America Should Side With Russian People Against Putin

Liberty: Russians have unexpectedly taken to the streets to obstruct Vladimir Putin's heavy-handed return to the presidency. Will the promise of the Soviet Union's demise be fulfilled two decades later?
Opponents of ex-KGB thug Vladimir Putin got a boost when Mikhail Gorbachev took their side. After Sunday's questionable parliamentary vote, giving Putin's United Russia party less than a majority, the last of the Soviet premiers told Interfax:


"More and more people are starting to believe that the election results are not fair." He also warned that "ignoring public opinion discredits the authorities and destabilizes the situation."
We have more than once debunked the myths surrounding Gorbachev. The late Boris Yeltsin, who famously stood on a Red Army tank in Moscow to defy a hard-line coup attempt in 1991, was the real post-Soviet hero; Gorbachev only wanted to soften communism.
But when even Gorbachev speaks out after years of being disgracefully reticent to criticize Putin, it shows just how dark the prospects for political freedom have become in his country.
Putin's party, at under 50%, got dramatically less than the 64% it garnered four years ago. But even that low showing is recognized as well above the true percentage of votes, thanks to various forms of government-orchestrated voter fraud.
In reaction, thousands of Russians have been demonstrating in Moscow and St. Petersburg this week, with hundreds arrested. These protesters are far more likely to achieve Western-style representative government than the Arab Spring demonstrators unleashed by President Obama's foreign policy.
Egypt, for instance, will likely be taken over by the "civilizational jihadists" of the Muslim Brotherhood, while Shariah law and al-Qaida are rising to the top in post-Gadhafi Libya.
Unlike in Middle East Muslim nations, freedom is not culturally alien to Russians.
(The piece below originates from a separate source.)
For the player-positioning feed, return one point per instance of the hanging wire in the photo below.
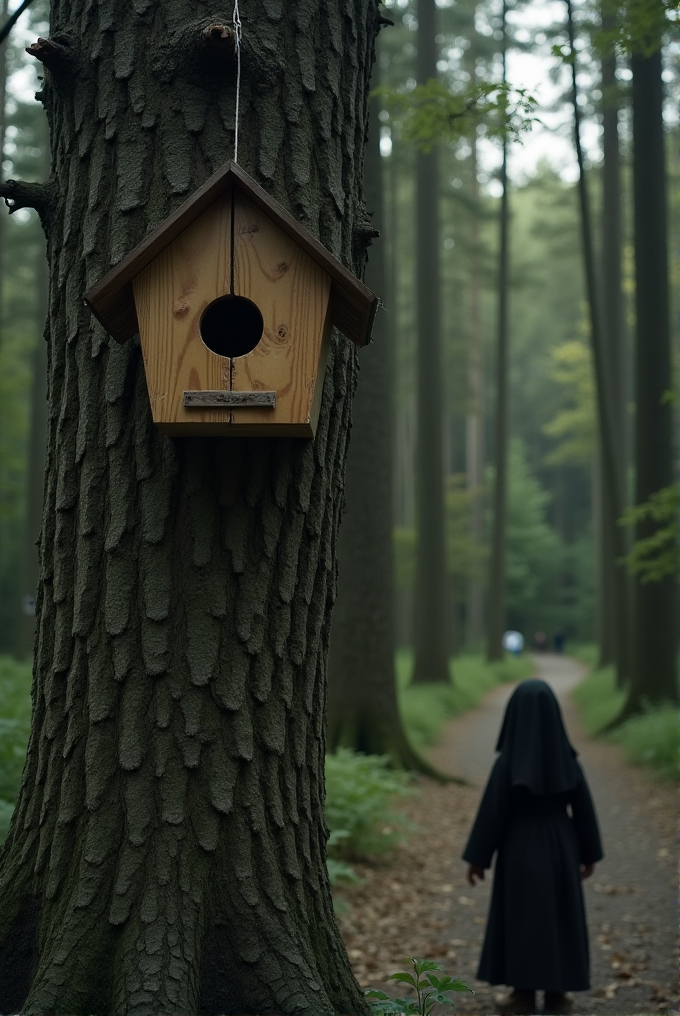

Sadly, however, a resurgent Communist Party remains a strong opposition force to Putin. This is partially our fault because we blew our chance to cultivate a stabilized capitalism after the Soviet fall.
We can now rectify that mistake. We can stand with the Russian people who have dared to go public in opposing Putin — a nuclear-armed despot who threatens his own people as much as the rest of the world.